First there’s the family of accused murderer Pierre Haobsh: loud, enigmatic ciphers in their own right. Haobsh’s father, Fred, we are told, was a Jordanian-born CIA asset, one of the many agents and murky middle-men who in the late 1980s helped the United States sell arms to Iraqi dictator Saddam Hussein under the table. Then-president Ronald Reagan, out to punish Iran, had quietly erased Iraq’s name from the do-not-sell list. Fred Haobsh has since been linked to what appears to be a phantom company, Cal Tech International, that’s posted several different Texas addresses over the years. Well after Fred’s wife, Nancy, died of cancer, Fred was listing her as the company’s CFO. Pierre, likewise, had been designated a corporate officer, though it remains a mystery what this 27-year-old has ever done except attend acting classes while living in Dallas. We don’t know how the family fared financially except that Pierre’s older sister, Nadine ​— ​a pioneering beauty blogger and self-described professional “oversharer” ​— ​graduated from Carpinteria’s Cate School in 1998, then from Barnard College, and then got married at the Montecito Country Club. These all suggest money.

Then there are certain characters lurking in the background of Henry Han’s life who 11 years ago faced federal criminal tax-evasion charges for their role in Reed Slatkin’s now infamous Hope Ranch Ponzi scheme in which hundreds of investors got taken for nearly $300 million. One of these players ​— ​who attended Han’s memorial service and has been quoted in news accounts of the murder ​— ​was sentenced to five years behind bars. Earlier, he’d been prosecuted for his role in a $10 million mail-order fraud scheme in the 1980s, in which “lactic culture activator kits” were sold for $35 a pop under the false pretense to 27,000 gullible customers. The product these home kits produced would allegedly be purchased as a milk-based starter for a bogus cosmetic company called Cleopatra’s Secret. Maybe this factoid serves only to titillate. But it also sounds remarkably similar to a research effort Henry Han was pursuing prior to his death. He was trying to create a new line of cosmetics that ​— ​thanks to the deployment of stem-cell research ​— ​would actually rejuvenate the skin, not just cover it up. On Han’s desk the day he died was a canceled check from the Pasadena lab where this research was taking place and the name of a cosmetics chemist he’d hired as a consultant.

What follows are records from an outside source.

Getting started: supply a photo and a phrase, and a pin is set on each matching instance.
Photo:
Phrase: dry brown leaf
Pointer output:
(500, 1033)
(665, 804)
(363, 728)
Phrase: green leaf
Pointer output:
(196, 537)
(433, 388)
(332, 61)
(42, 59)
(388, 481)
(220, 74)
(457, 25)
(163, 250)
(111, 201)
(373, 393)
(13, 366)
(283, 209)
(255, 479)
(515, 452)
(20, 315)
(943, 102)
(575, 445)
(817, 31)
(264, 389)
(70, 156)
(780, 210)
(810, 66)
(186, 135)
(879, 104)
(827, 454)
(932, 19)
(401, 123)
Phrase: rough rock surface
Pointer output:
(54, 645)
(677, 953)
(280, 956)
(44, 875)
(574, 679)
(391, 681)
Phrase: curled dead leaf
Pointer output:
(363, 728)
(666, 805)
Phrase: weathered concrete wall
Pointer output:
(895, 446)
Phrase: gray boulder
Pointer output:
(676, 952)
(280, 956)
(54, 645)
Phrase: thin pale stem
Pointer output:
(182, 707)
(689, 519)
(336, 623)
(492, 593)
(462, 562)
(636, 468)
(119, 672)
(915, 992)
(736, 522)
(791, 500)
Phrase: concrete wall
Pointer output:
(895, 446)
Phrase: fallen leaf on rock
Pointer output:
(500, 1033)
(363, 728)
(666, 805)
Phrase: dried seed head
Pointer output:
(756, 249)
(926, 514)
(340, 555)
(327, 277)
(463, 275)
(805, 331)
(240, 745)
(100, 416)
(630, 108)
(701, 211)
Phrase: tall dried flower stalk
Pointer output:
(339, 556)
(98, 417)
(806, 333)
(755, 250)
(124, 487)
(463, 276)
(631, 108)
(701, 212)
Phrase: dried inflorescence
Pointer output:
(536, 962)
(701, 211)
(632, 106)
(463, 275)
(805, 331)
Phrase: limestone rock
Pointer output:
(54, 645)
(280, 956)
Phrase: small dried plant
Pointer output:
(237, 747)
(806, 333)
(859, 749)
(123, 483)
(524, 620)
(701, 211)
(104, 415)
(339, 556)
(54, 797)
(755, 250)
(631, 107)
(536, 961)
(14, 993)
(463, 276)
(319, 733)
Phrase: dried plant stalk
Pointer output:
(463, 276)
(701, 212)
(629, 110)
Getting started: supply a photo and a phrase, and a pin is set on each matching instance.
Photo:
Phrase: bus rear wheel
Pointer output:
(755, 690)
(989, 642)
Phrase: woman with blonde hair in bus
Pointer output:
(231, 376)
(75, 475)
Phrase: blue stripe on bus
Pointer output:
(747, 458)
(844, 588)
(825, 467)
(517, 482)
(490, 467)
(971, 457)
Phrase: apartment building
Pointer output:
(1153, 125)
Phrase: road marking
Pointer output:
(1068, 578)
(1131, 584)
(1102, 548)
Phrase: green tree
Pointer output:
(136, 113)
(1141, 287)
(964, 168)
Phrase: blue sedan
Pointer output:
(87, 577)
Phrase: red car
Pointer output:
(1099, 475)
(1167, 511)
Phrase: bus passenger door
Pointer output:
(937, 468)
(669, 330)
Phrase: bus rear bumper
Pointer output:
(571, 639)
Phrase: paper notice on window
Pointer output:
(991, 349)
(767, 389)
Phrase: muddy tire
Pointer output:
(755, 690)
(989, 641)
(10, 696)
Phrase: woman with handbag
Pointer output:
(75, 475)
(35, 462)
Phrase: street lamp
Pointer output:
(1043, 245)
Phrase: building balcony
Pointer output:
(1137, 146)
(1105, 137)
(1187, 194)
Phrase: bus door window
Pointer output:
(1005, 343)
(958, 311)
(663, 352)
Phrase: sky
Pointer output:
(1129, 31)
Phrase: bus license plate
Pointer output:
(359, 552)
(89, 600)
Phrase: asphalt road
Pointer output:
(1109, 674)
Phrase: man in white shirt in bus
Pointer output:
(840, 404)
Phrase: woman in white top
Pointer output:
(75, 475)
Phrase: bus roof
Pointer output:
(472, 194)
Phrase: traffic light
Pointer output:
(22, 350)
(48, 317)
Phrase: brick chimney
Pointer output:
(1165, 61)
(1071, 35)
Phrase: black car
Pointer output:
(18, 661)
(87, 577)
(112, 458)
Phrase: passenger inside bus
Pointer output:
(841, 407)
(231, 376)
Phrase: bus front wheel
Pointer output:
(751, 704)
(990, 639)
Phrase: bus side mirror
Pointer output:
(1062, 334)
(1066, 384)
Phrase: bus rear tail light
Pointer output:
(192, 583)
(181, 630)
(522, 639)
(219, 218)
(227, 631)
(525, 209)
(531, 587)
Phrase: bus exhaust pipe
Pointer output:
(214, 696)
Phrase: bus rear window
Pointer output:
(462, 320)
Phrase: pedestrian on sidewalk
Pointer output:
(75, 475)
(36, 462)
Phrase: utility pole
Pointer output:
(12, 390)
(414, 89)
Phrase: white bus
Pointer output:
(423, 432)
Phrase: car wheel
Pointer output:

It was on another research effort that Han was much more focused right before his murder. It involved extraction of compounds known as CBDs that are found in hemp and marijuana plants. Han, like many others, believed CBDs have great potential in treating cancer itself as well as side effects associated with its treatment. CBDs do not induce euphoria, but they stimulate appetite, fight nausea, calm anxiety, and fight pain. It appears these compounds might be effective in shrinking the tumors developed in lab mice bred to get breast cancer. Whether they can fight tumors in humans ​— ​as Han apparently believed ​— ​is the subject of three double-blind experiments now taking place in Israel, Germany, and the United States. We do know Han was importing large quantities of hemp plants ​— ​which contain CBDs ​— ​from China and having them processed for their oils in Burma. We have reason to believe Han was experimenting on a new special formulation involving CBD-laden hemp oil and a mixture of traditional herbs. Based on interviews I’ve had with several doctors with whom Han enjoyed good relations, as well as long-term patients, Han was clearly excited he was on the verge of making a major breakthrough with this formulation shortly before he and his family were murdered. It also appears the accused killer was involved in this effort. According to secondhand reports, Pierre Haobsh was present at a meeting Han convened to solicit investors into this venture. Han reportedly pledged to invest $400,000 of his own money. And some workers at Han’s clinic were familiar enough with Haobsh to believe him to be a researcher or lab worker in this endeavor.

In the meantime, many thanks for the tea, Henry Han, and we’ll find out what we find out.